Magical happenings in the garden

I suppose you’ve heard about the biblical miracle of the loaves and the fishes?

And what about Jack’s magical beans? I’m sure you’ve heard something about that.

But the stupendous multiplying garlic plants in my garden this summer? You probably haven’t heard that one.

Garlic is a rather new arrival in our garden. I think this year’s harvest is our fourth.

We like growing it because, well, we like garlic. Also, it’s incredibly easy to grow. You dig rows of little holes in the fall, drop a clove of garlic in each one, cover them up and wait for spring, when plants start to grow.

At some point a shoot takes off from the middle of the plant, develops a bulge somewhere close to the end and grows into a curl. That’s called a garlic scape, and you have to cut them off once the curl is complete. Not only does doing that help the garlic plants grow better, but the scapes are good to eat — cut up in salads, cooked up in stir fries or even whizzed up in a food processor with olive oil and parmesan cheese, frozen into cubes and saved to add to soups and other dishes during the cold winter months.

We have a friend who grows garlic on his farm and were horrified to discover he was cutting off his scapes and throwing them in the bush. He’s now under strict orders to give us all his scapes — which he does.

Anyhow, garlic is my kind of garden project. Plant 48 garlic cloves in the fall and pull 48 garlic bulbs out of the ground the next summer.

Except this year.

This summer, after planting 48 garlic cloves last fall, we recently pulled 72 garlic bulbs out of the ground.

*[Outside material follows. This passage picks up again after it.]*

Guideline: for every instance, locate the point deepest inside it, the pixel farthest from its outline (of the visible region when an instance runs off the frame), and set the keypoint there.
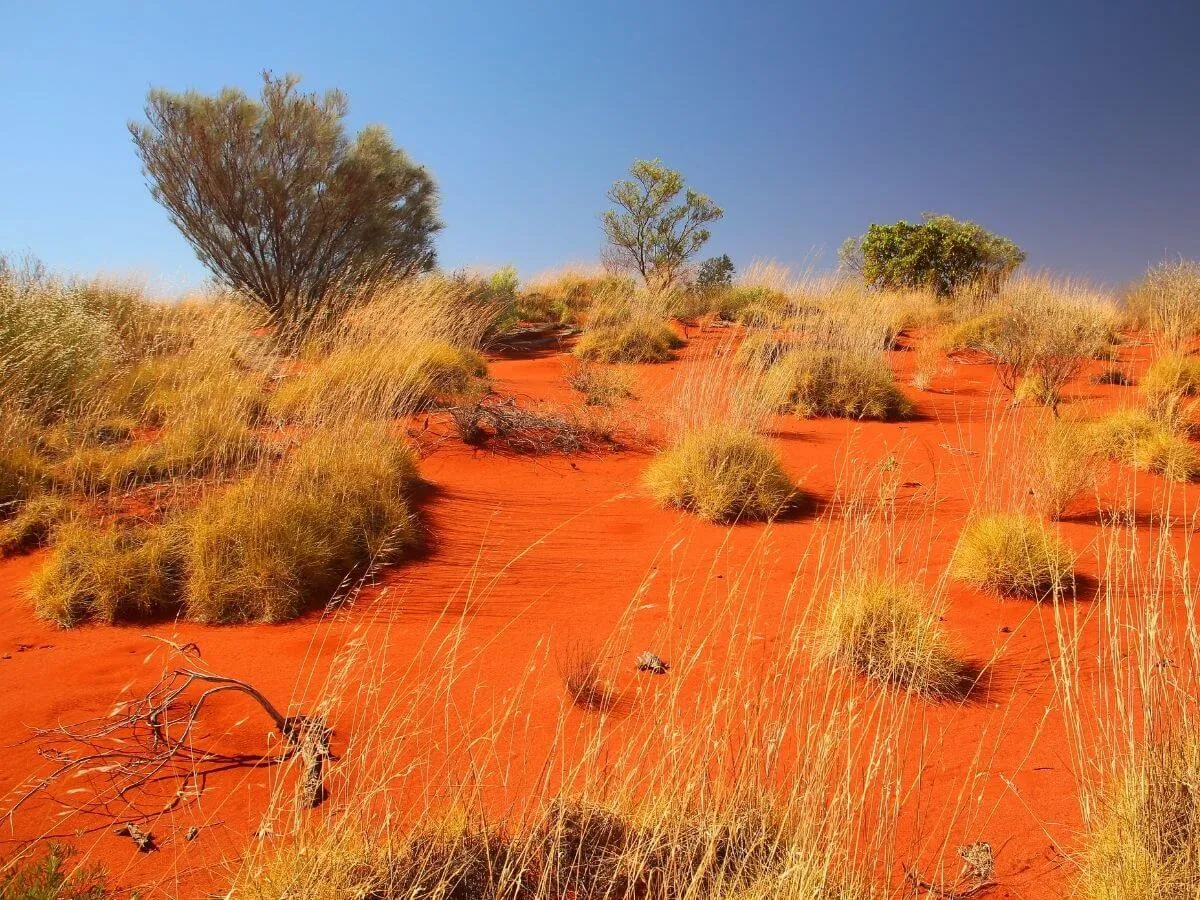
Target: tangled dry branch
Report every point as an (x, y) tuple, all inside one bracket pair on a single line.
[(142, 760)]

According to the woman who sells garlic at our farmers’ market, those bulges that develop on the scape contain a bunch of tear-drop shaped bulbils, that if planted will grow into small round garlic bulbs that aren’t divided into cloves. And now that she mentioned it, yes, a lot of this year’s extra garlic bulbs were small and round and weren’t divided into cloves.

Even though we thought we had dutifully collected all our scapes, we must have missed some or dropped them on the ground.

So that’s the scientific explanation for what happened. I prefer to tell anyone who will listen about our August garlic miracle.